İçindekiler
İslam Hukukunda Kamulaştırma
İslam hukukuna göre kamu yararının gerektirdiği hallerde mülkiyet hakkına devletin müdahale edebilmesi mümkündür. Çünkü İslam hukukuna göre kamu menfaati ile bireysel menfaatin çatıştığı durumda kamu menfaati tercih edilir. Kamu yararıyla mülkiyetin bu şekilde sınırlandırılmasının en önemli şekli ise kamulaştırmadır. Kamulaştırma müessesesi, İslam hukukunda mülkiyet hakkına getirilen en önemli kısıtlamalardan biridir (Cin, 1978: 8).
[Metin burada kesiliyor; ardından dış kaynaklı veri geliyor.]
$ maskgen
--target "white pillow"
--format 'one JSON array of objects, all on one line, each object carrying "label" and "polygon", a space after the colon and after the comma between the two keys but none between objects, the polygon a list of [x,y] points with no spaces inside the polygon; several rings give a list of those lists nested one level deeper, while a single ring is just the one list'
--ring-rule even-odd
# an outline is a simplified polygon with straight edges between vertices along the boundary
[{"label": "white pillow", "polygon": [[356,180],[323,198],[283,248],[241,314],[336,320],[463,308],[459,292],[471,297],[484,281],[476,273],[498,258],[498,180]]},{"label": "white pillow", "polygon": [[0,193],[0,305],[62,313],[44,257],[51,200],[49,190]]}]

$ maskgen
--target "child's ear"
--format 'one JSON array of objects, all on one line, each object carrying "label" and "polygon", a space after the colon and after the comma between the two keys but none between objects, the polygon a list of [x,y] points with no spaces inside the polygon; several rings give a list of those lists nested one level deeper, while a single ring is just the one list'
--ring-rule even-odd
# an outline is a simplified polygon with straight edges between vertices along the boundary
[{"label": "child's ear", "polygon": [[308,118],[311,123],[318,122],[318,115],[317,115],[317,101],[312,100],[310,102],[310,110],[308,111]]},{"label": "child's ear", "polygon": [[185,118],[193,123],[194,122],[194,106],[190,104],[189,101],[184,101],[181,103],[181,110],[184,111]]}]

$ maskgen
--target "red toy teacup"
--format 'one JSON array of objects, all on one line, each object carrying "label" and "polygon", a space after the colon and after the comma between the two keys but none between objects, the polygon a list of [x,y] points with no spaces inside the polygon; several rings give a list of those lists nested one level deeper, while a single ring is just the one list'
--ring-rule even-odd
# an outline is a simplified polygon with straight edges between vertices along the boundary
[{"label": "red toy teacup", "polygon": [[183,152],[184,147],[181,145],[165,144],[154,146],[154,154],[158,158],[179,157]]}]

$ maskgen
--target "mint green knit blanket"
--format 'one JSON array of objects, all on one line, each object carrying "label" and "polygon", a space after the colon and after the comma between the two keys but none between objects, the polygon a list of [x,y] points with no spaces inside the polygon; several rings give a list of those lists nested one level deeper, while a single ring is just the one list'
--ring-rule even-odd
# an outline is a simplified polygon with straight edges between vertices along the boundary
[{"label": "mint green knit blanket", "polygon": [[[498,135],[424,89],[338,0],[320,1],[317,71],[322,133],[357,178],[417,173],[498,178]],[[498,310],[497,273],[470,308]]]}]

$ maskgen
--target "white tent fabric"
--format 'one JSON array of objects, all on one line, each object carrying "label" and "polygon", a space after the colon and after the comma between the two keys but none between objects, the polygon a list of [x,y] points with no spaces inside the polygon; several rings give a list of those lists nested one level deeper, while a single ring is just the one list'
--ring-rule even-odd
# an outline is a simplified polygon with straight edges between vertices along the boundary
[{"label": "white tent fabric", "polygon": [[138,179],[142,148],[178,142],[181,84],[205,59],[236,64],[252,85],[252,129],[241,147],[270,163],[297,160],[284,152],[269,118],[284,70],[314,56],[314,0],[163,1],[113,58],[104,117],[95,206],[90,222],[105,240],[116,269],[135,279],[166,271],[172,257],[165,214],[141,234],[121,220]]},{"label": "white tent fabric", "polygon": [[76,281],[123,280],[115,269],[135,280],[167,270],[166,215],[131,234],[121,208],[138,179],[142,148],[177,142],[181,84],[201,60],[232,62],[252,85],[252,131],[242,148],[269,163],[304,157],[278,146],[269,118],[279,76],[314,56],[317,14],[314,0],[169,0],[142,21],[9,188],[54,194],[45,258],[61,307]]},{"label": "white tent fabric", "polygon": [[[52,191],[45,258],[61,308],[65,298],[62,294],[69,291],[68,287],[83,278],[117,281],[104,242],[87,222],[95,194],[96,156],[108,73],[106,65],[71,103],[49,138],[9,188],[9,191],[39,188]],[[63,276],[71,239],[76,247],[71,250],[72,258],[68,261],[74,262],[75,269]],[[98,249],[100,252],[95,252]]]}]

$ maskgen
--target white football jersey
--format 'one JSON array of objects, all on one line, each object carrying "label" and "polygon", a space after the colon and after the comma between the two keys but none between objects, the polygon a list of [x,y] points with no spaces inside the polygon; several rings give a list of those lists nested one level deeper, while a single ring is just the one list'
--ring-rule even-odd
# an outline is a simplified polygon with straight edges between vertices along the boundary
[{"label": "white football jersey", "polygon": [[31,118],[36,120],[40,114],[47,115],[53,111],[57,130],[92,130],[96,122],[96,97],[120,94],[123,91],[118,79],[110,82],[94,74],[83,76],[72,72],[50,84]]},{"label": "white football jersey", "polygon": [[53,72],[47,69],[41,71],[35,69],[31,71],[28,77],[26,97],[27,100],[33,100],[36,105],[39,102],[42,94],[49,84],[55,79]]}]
Kur’an-ı Kerimde kamulaştırmayla ilgili herhangi bir bilgi yer almamasına rağmen Hz. Muhammed’in kamulaştırmaya benzer uygulamalar yaptığı bilinmektedir (Şen, 1997: 172). Örneğin Hz. Muhammed, Mescid-i Nebevi için gereken arazi için sahiplerine bedellerini ödemiştir (Kayıklık, 2007: 126). Aynı şekilde Medine’de bulunan ve mera olarak kullanılmaya müsait olan bir araziyi devlet korusu haline getirmiştir (Şen, 1997: 172).
İslam Hukukunda Kamulaştırmada Cebrilik Unsuru
Ancak kamu yararı amacı ve mülkiyetin bedel ödeyerek idareye geçmesi yönünden kamulaştırmayı andırmakla birlikte, kamulaştırmanın asli unsurlarından olan cebrilik unsurunu taşımaması nedeniyle bu uygulamaların tam olarak kamulaştırma sayılamayacağı da ileri sürülmüştür (Çalış, 2004: 63). İlk halifeler de zaman zaman kamulaştırma müessesesine başvurmuşlardır.
Örneğin Hz. Ömer Mescid-i Haram’ı genişletebilmek için etrafındaki evlerin bir kısmını pazarlıkla satın almış, pazarlıkla satışa yanaşmayanların evlerini ise cebren almış ve bedellerini, sahipleri istedikleri alabilsin diye Kabe hazinesine bırakmıştır (Kayıklık, 2007: 126; Şen, 1997: 173). Hz. Ömer uygulamasının dikkat çekici yanı, cebrilik içermesidir.
Hz. Ömer ve Hz. Osman döneminde kamu yararının gerektirdiği durumlarda kamulaştırma yoluna gidilmesi ve bu durumun ashab tarafından tasvip edilmesi, kamu yararının gerektirdiği hallerde kamulaştırma yapılabileceği konusunda sahabe arasında görüş birliği (icma) oluştuğunu göstermektedir (Şen, 1997: 173). Bundan dolayı İslam hukukunda kamulaştırmanın kaynağı sadece sünnet değil, aynı zamanda icmadır.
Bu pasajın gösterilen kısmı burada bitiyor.